No sabría decir si la consideración más o menos generalizada
de que “El gran Gatbsy” de Francis Scott Fitzgerald es una de las mejores
novelas del siglo XX es merecida. Yo la leí hace unos meses a tenor de la entonces
aún futura versión fílmica a cargo de Baz Luhrmann, por esa manía personal de
no permitir que una adaptación cinematográfica me estropee el disfrute de un
clásico literario. Se deduce de esto, claro, que tampoco conozco los otros
Gatsbys interpretados por Alan Ladd y Robert Redford.
Intentando ser breve, de la novela puedo decir que me
pareció un librito primorosamente escrito, aunque algo aburrido por momentos.
No sé si fue el hecho de intercalarlo entre tomo y tomo de la monumental “Los
Miserables” de Victor Hugo o simplemente que tardé demasiado en conectar con
esa alta sociedad neoyorkina frívola e inconsciente que lo protagoniza, pero lo
cierto es que sólo en sus últimos compases me sentí realmente inmerso en la
narración y conseguí encariñarme con ese triste Trimalción llamado Jay Gatsby.
Sobre el nuevo film de Luhrmann, siendo un poco más extenso,
puedo decir que es la manifestación definitiva del luhrmannismo, para lo bueno y para lo malo.
El realizador de “Moulin Rouge!” siempre ha sabido rodearse
de repartos atractivos para el espectador, y “El gran Gatsby” no es la
excepción: Tobey Maguire (el Peter Parker/Spider-Man de Raimi, pero también el
protagonista de “Las normas de la casa de la sidra” y “Jóvenes prodigiosos”)

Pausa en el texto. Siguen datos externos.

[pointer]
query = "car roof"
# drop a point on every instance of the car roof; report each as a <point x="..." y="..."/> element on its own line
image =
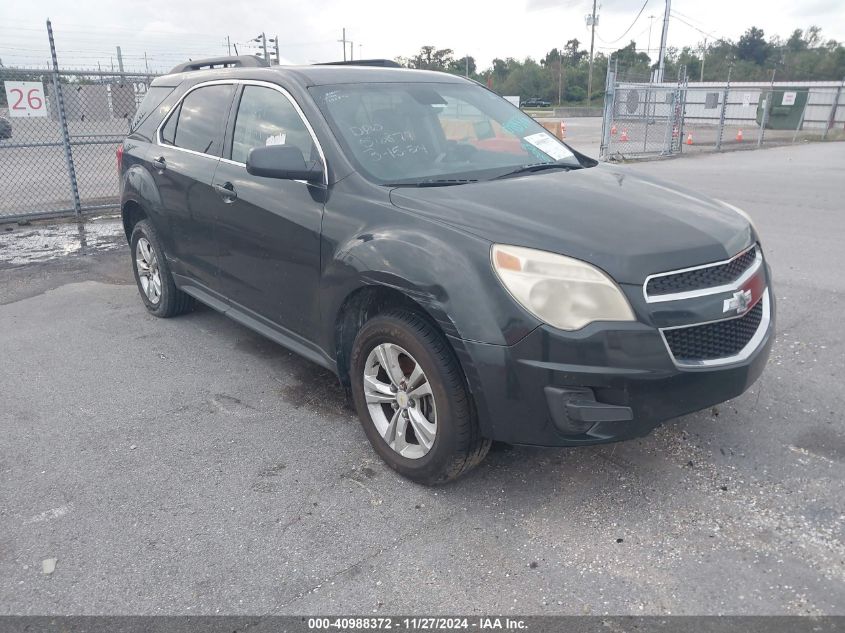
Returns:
<point x="316" y="75"/>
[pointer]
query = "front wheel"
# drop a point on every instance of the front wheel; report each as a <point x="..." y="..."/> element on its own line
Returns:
<point x="152" y="274"/>
<point x="412" y="399"/>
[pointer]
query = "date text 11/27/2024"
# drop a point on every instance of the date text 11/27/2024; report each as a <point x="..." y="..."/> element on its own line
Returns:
<point x="416" y="624"/>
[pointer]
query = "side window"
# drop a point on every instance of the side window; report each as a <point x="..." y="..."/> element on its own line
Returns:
<point x="152" y="100"/>
<point x="201" y="119"/>
<point x="168" y="132"/>
<point x="267" y="117"/>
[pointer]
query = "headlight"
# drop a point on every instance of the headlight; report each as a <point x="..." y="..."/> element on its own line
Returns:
<point x="563" y="292"/>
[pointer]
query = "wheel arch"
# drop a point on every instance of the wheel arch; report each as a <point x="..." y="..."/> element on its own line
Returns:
<point x="368" y="301"/>
<point x="131" y="212"/>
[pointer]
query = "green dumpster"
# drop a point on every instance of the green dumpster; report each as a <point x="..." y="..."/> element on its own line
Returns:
<point x="786" y="110"/>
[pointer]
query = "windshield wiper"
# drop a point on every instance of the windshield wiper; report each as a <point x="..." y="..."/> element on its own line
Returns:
<point x="432" y="183"/>
<point x="526" y="169"/>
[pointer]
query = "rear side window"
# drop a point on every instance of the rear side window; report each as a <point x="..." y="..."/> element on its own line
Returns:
<point x="267" y="117"/>
<point x="153" y="101"/>
<point x="201" y="119"/>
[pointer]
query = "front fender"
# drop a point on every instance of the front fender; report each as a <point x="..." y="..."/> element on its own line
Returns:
<point x="446" y="271"/>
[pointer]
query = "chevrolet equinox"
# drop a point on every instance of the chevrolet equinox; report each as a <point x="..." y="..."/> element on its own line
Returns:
<point x="469" y="277"/>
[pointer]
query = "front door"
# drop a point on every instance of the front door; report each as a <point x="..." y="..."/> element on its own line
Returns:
<point x="183" y="162"/>
<point x="268" y="229"/>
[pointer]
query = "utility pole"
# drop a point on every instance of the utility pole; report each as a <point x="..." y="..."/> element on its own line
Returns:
<point x="263" y="40"/>
<point x="344" y="40"/>
<point x="560" y="78"/>
<point x="591" y="20"/>
<point x="662" y="59"/>
<point x="650" y="25"/>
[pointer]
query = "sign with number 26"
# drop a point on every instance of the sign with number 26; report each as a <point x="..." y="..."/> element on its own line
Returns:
<point x="25" y="98"/>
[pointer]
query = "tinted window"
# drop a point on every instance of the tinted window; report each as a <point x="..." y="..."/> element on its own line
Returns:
<point x="201" y="119"/>
<point x="152" y="101"/>
<point x="168" y="132"/>
<point x="267" y="117"/>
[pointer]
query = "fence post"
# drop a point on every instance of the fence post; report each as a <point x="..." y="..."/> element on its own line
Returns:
<point x="722" y="114"/>
<point x="831" y="119"/>
<point x="764" y="121"/>
<point x="609" y="107"/>
<point x="60" y="109"/>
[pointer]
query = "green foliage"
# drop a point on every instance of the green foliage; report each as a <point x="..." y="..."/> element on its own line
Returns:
<point x="803" y="56"/>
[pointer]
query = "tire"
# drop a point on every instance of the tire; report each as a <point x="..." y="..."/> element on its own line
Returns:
<point x="152" y="274"/>
<point x="427" y="453"/>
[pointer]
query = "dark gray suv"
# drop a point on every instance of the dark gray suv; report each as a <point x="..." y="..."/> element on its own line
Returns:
<point x="467" y="276"/>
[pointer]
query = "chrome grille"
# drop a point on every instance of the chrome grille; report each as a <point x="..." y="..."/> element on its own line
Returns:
<point x="701" y="277"/>
<point x="710" y="341"/>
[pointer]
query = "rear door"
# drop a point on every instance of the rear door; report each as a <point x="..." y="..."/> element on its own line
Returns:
<point x="269" y="229"/>
<point x="188" y="148"/>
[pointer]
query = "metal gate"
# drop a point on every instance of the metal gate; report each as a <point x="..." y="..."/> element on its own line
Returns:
<point x="59" y="131"/>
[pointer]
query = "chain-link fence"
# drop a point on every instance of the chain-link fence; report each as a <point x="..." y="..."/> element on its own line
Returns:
<point x="644" y="119"/>
<point x="59" y="132"/>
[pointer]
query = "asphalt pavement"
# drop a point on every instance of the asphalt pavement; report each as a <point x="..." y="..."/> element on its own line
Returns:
<point x="189" y="466"/>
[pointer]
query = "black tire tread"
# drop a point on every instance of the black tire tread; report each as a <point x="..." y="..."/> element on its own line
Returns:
<point x="174" y="302"/>
<point x="472" y="446"/>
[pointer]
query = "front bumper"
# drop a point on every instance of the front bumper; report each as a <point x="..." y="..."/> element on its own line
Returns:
<point x="605" y="383"/>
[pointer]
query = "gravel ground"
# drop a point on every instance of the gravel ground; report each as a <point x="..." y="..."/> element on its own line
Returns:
<point x="189" y="466"/>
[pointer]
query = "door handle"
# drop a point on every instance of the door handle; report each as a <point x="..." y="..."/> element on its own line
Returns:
<point x="226" y="191"/>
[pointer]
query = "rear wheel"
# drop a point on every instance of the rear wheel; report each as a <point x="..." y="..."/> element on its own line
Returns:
<point x="152" y="274"/>
<point x="412" y="399"/>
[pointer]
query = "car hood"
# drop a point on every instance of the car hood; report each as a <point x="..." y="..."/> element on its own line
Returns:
<point x="626" y="224"/>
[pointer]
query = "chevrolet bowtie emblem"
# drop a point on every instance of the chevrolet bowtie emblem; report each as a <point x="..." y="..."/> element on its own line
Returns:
<point x="739" y="302"/>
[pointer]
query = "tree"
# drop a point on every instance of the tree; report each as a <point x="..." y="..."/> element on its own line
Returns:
<point x="460" y="66"/>
<point x="753" y="46"/>
<point x="796" y="43"/>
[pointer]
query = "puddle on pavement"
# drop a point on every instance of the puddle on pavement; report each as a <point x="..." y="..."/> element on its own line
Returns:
<point x="45" y="242"/>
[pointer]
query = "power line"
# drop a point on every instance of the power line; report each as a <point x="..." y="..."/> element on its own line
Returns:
<point x="642" y="8"/>
<point x="675" y="15"/>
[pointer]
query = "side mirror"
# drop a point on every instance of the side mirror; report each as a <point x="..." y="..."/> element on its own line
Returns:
<point x="281" y="161"/>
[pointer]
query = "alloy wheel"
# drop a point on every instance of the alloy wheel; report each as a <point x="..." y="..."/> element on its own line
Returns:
<point x="400" y="400"/>
<point x="149" y="273"/>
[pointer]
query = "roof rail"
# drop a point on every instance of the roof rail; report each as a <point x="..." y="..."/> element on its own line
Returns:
<point x="240" y="61"/>
<point x="382" y="63"/>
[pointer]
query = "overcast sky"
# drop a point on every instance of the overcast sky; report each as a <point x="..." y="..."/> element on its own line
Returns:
<point x="169" y="31"/>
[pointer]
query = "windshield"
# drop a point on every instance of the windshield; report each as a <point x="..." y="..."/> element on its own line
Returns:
<point x="417" y="133"/>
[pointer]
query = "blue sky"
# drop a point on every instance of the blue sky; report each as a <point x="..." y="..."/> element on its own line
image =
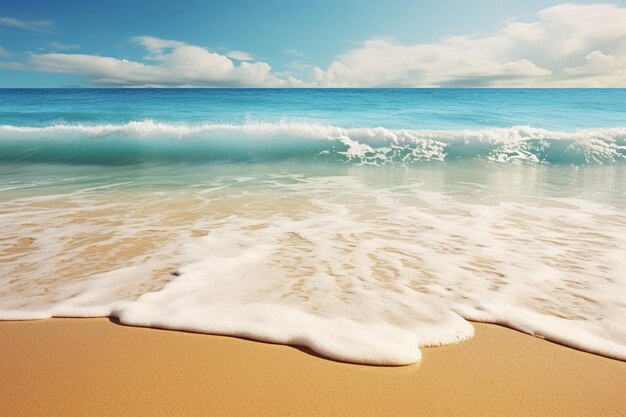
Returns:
<point x="320" y="43"/>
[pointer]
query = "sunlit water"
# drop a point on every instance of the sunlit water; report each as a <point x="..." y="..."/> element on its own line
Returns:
<point x="296" y="217"/>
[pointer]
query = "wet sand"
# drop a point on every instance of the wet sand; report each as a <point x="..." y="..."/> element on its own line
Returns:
<point x="93" y="367"/>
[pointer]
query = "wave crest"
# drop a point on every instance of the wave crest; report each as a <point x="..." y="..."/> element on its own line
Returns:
<point x="148" y="140"/>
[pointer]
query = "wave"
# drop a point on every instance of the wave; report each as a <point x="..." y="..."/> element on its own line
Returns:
<point x="151" y="141"/>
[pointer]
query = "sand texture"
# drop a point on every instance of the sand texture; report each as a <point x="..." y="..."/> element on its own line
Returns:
<point x="93" y="367"/>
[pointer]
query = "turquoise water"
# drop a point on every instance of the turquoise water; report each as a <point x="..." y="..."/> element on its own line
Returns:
<point x="363" y="224"/>
<point x="376" y="127"/>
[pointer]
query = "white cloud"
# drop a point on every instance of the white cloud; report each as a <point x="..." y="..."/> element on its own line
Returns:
<point x="569" y="45"/>
<point x="57" y="46"/>
<point x="240" y="55"/>
<point x="295" y="52"/>
<point x="169" y="63"/>
<point x="33" y="25"/>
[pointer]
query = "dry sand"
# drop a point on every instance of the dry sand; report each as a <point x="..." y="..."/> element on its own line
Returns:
<point x="87" y="367"/>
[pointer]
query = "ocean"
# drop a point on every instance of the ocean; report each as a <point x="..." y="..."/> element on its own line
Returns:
<point x="360" y="223"/>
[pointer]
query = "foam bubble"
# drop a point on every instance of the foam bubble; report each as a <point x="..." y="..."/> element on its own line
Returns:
<point x="149" y="140"/>
<point x="369" y="274"/>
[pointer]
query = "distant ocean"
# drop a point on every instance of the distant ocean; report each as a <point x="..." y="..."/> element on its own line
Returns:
<point x="361" y="223"/>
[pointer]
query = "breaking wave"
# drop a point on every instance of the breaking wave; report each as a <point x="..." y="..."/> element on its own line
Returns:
<point x="152" y="141"/>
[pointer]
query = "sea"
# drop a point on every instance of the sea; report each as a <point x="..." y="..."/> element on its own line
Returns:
<point x="362" y="224"/>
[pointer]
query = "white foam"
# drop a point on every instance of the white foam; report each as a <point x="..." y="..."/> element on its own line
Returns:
<point x="368" y="145"/>
<point x="366" y="275"/>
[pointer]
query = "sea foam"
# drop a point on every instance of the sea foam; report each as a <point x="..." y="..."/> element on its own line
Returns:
<point x="368" y="275"/>
<point x="145" y="141"/>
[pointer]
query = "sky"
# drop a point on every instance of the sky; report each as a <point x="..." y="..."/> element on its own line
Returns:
<point x="340" y="43"/>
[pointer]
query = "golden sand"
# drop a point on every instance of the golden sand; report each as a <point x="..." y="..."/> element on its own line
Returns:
<point x="93" y="367"/>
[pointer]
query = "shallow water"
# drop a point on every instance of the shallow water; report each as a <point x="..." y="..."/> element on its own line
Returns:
<point x="313" y="234"/>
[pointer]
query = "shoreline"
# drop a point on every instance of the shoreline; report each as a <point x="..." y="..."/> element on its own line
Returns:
<point x="69" y="366"/>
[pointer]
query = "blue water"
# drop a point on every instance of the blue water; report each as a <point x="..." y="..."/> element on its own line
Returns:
<point x="368" y="127"/>
<point x="360" y="223"/>
<point x="562" y="109"/>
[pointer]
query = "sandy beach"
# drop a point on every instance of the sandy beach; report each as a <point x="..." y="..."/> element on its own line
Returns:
<point x="85" y="367"/>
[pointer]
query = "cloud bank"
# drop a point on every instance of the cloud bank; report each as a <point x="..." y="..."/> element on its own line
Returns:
<point x="568" y="45"/>
<point x="169" y="63"/>
<point x="33" y="25"/>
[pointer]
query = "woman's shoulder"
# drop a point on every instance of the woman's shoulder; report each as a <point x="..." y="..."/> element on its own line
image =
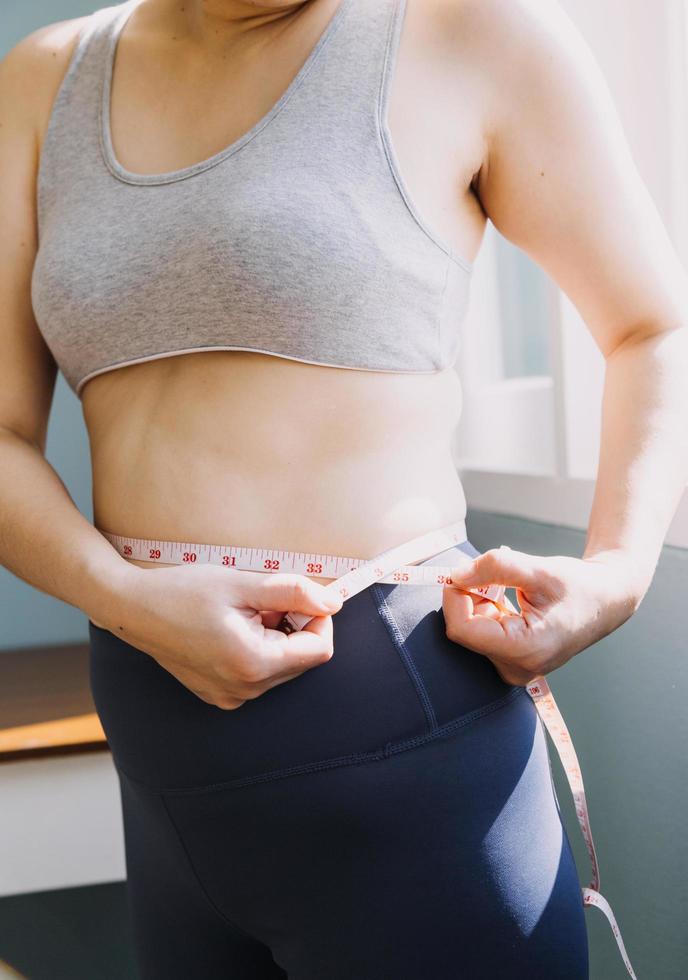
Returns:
<point x="32" y="71"/>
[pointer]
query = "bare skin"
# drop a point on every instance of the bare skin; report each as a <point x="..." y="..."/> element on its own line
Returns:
<point x="494" y="110"/>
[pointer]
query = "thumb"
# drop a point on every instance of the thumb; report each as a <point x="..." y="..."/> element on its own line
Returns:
<point x="498" y="566"/>
<point x="287" y="592"/>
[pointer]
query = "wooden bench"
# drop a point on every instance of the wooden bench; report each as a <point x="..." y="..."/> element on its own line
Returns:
<point x="46" y="706"/>
<point x="60" y="818"/>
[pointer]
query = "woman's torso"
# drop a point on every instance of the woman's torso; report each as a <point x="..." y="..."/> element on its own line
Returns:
<point x="244" y="448"/>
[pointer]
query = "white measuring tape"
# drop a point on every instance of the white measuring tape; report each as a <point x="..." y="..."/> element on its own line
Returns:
<point x="393" y="566"/>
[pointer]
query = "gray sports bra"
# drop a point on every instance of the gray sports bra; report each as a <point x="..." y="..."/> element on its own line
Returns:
<point x="299" y="239"/>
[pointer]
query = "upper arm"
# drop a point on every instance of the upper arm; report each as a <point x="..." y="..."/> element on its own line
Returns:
<point x="30" y="74"/>
<point x="559" y="179"/>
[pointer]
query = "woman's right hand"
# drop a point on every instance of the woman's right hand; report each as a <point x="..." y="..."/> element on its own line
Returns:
<point x="213" y="628"/>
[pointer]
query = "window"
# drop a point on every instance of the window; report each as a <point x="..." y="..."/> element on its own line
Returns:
<point x="531" y="374"/>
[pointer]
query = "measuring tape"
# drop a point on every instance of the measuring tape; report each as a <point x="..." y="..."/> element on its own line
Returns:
<point x="393" y="566"/>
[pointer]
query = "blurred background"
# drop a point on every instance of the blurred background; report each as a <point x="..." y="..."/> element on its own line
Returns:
<point x="527" y="449"/>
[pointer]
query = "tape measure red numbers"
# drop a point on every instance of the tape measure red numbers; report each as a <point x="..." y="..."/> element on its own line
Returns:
<point x="394" y="566"/>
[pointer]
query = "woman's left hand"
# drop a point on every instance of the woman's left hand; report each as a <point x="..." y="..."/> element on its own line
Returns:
<point x="566" y="604"/>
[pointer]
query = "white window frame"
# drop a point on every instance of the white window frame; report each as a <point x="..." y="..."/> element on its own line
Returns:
<point x="529" y="446"/>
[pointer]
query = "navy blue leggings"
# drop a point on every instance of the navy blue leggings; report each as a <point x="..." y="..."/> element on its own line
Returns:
<point x="387" y="814"/>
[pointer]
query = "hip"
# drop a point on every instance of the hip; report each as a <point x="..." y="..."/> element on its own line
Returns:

encarna a Nick Carraway, un joven aspirante a escritor que se traslada a Nueva
York para probar fortuna como vendedor de bonos. Al llegar a la ciudad conocerá
una insólita vida de lujo y vanidad en el matrimonio formado por su prima
segunda Daisy (Carey Mulligan, rostro femenino de moda tras su participación en
“An education”, “Drive” y “Shame”) y el marido de ésta, Tom Buchanan (Joel
Edgerton, visto en “La noche más oscura” y en la fascinante “Warrior”). Esta
percepción de la riqueza y sus posibilidades quedará sin embargo eclipsada por
las bacanales sin medida que cada noche se celebran en casa del vecino de Nick
en el West Egg: el misterioso Jay Gatsby interpretado por un superlativo
Leonardo DiCaprio, estrella absoluta de la función que a estas alturas no
necesita presentación (o eso creía yo hasta que, comenzados los créditos
finales, dos señoras sentadas a nuestra derecha en el cine se preguntaron:
“DiCaprio era Jay, ¿no?”).
El romance trágico ideado en 1925 por Fitzgerald se
convierte en manos de Luhrmann en una celebración del exceso amenizada y en
ocasiones engullida por una banda sonora tan ecléctica y extemporánea como su
realizador ya nos tiene acostumbrados: de Jay Z a The XX pasando por Florence + the Machine o Lana del Rey, e incluyendo versiones insólitas de canciones célebres
como esa “Crazy in love” cantada por Emeli Sande en compañía (o eso parece) de
los músicos de la cantina de Mos Eisley. Es una decisión arriesgada que
entusiasmará a unos y horrorizará a otros, pero que comulga plenamente con los
pilares autorales sobre los cuales el realizador australiano ha ido
construyendo su filmografía.
Su narrativa barroca y exhibicionista engulle presupuesto de
producción en cada vertiginoso y gratuito movimiento de cámara, amenazado por
la textura digital de unos años 20 infográficos que lucirán ridículamente
viejos dentro de una década. Decía Oscar Wilde que no hay “nada tan
peligroso como ser demasiado moderno. Corre uno el riesgo de quedarse
súbitamente anticuado”. Ése es mi pronóstico
para el cine de Luhrmann; del que sobrevivirán, sin embargo, sus agradecidos
apuntes cómicos (la escena del reencuentro entre Jay y Daisy es un éxito,
aunque el mérito lo tiene en su mayor parte el estupendo trabajo actoral) y el
calado trágico de algunos de sus personajes. Cuando “El gran Gatsby” se olvida
de epatar al espectador con su epiléptico frenesí videoclipero y se centra en
los sentimientos de su atormentado protagonista, la película consigue ofrecer
emociones auténticas con las que uno puede empatizar. El resto del tiempo, que
es mucho (140 minutos que podrían haber sido 100 perfectamente), no es más que
un carísimo carnaval que postula a Luhrmann como el idóneo organizador del
próximo desfile del día del orgullo gay.
Resulta curioso que una cinta tan fiel al texto original de Fitzgerald haya caído en el mismo error que los personajes que la habitan: celebrar una enorme orgía de ruido y furia que oculte las verdaderas intenciones del corazón humano.